The lack of new credit stems from a daily drop in prices in the secondary market, Sparks says. Investors aren’t willing to buy something that’s likely to be cheaper the next day. Another investor agreed. “Anybody who has bought credit recently has seen it trade down, so people are reluctant to try and catch the falling knife,” says Dean Kehler, founder and managing partner at Trimaran Capital Advisors. “The way it feels now, if you wait it’s going to be cheaper tomorrow.”

A few months ago, it often looked as if the LBO boom would never end. Now it’s hard to imagine that risk-laden environment returning anytime soon.

Read that last sentence again. Sentiment can and does change on a dime. We saw it with housing and now we are seeing it again with LBOs and debt financings.

And by the way it was not “a few months ago” that bullish LBO sentiment was stong. It was a few weeks ago. More precisely July 10, 2007. See Quotes of the Day / Top Call.

Chuck Prince – Citigroup Ceo

No End Soon to Buyout Boom: “When the music stops, in terms of liquidity, things will be complicated. But as long as the music is playing, you’ve got to get up and dance. We’re still dancing”.

No end to the buyout boom huh? No end? Really?

On August 10, Reuters is reporting US firms ready to unload blns of debt if market calms.

Companies sold roughly $15 billion of new corporate bonds on Wednesday after weeks of inactivity as worries about the spreading subprime mortgage meltdown lifted. But companies largely retreated as credit concerns returned to roil global financial markets on Thursday and Friday.

Under normal circumstances, U.S. companies would be tapping buyers for $10 billion to $20 billion of cash a week.
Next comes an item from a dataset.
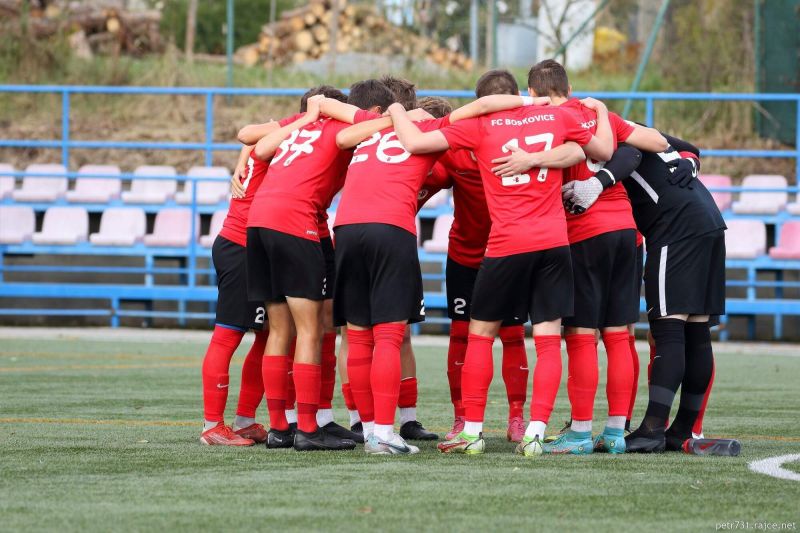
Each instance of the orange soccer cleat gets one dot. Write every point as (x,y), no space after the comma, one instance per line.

Instead, a backlog of debt deals is developing. Roughly $100 billion of investment-grade bond supply is waiting in the wings, while $300 billion could arrive before the end of the year, according to Sid Bakst, portfolio manager at Weiss, Peck and Greer in New York.

Corporations are also avoiding launching new high-yield or leveraged loan deals, and it is very possible no loans will be sold next week, according to Reuters Loan Pricing Corp.

Note that is $100 billion of “investment” grade debt. How much junk is waiting in the wings? I have no answer for that question but any junk debt that needs to roll over soon is clearly in trouble.

And the next question is: Who really believes those “investment grade” ratings? Does anyone trust the S&P;, Moody’s, or Fitch to provide accurate ratings? How could they will all these disasters in mortgage debt ratings. How could they with these disclaimers?


S&P;: “Any user of the information contained herein should not rely on any credit rating or other opinion contained herein in making any investment decision.”

Moody’s: “Moody’s has no obligation to perform, and does not perform, due diligence.”

If investors are reluctant to trust Moody’s, Fitch, or the S&P; why would they want to buy debt? Equally important, if not even more important is the question: why should investors be willing to buy something that’s likely to be cheaper tomorrow?

In the meantime the debt backs up. Is the Fed going to buy it all? I think not. And let’s revisit Will Rate Cuts Save The Economy?

Some are slower than others, but by now everyone (including Cramer and the Fed) should be realizing that it was the Fed’s miracle financing that caused the corporate malinvestments, overcapacity, and consumer debt hangover problems we now face. Miracle financing caused the problems, so miracle financing sure won’t be the cure. The miracles have now run out and the party is over regardless of what the Fed does or does not do. It’s as simple as that.

And if banks are extremely unwilling to lend money right now, what makes anyone think banks would be willing to lend more money after a measly 25 or 50 basis point cut in an economy that is clearly slowing rapidly?

Yet the talking heads say “inflation is the Fed’s big worry”, “corporate profits will strengthen”, and “the economy is strong”. If inflation was the concern, and the economy was strong we would not be hearing Bush administration clowns repeating that mantra every other day, and we sure as heck would not be seeing $100 billion backups in bonds or unprecedented actions by central bankers worldwide to provide liquidity. Actions are clearly speaking louder than words.